Another great sandwich at Feldman’s is the Jewish salami ($8.50). It’s garlicky, all-beef salami with tons of flavor; with provolone, it’s a marriage made in heaven. There’s also an unusual take on the sloppy Joe ($12.50). Here, it’s made with corned beef, pastrami, Thousand Island dressing and coleslaw on a bun made special for Feldman’s. You can also get a turkey, roast-beef or ham sandwich ($9.50) with lettuce, onion and tomato—condiments you wouldn’t think of putting on pastrami or corned beef. Oh, and then there’s also Janet Feldman’s terrific chicken- and tuna-salad sandwiches ($8.50).
How did all this come about? Well, both Janet and Mike Feldman hail originally from Newark, N.J., where Janet’s family owned and operated bakeries. Mike is a chemist by trade, and his work as a drug-testing specialist took him to Europe and the Olympics there, and then to the Atlanta Olympics and, eventually, to the 2002 Salt Lake City Olympics. He and Janet looked around and found that there was something missing here: a Jewish deli. Suffice it to say, they’ve remedied that problem.
There are daily specials at Feldman’s, like the bowl of chili that I thought was a bit odd until I remembered that Katz’s in NYC has chili on their menu, too. Feldman’s also does authentic boiled-and-baked bagels ($2.50) that are simply exquisite. One of the daily specials recently was Janet’s housemade chopped chicken liver (yes, made with schmaltz!) on one of those spectacular bagels—and, well, it was so great that tears nearly came to my eyes.
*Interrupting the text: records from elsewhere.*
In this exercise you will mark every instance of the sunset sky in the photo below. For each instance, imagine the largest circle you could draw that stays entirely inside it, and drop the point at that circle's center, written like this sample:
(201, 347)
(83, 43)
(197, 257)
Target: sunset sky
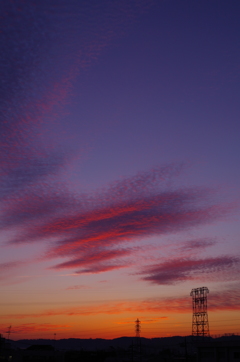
(119, 154)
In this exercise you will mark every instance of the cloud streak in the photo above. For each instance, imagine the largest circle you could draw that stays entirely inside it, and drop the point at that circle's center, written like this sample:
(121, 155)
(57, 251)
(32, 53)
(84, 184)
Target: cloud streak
(217, 301)
(179, 270)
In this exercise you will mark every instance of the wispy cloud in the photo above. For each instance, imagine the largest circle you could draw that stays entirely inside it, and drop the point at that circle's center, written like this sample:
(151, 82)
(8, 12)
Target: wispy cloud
(35, 327)
(92, 231)
(178, 270)
(225, 300)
Don’t overlook the starters at Feldman’s. There’s a bona fide bowl of matzo ball soup ($4.50) on the menu, potato pancakes ($4), potato and onion knish ($4), gefilte fish ($4.50), and housemade kishka made with matzo and carrots ($3.50), bathed in a rich, dark-brown (almost black) gravy. Now, that’s what I call soul food! And what a terrific way to usher in the new year.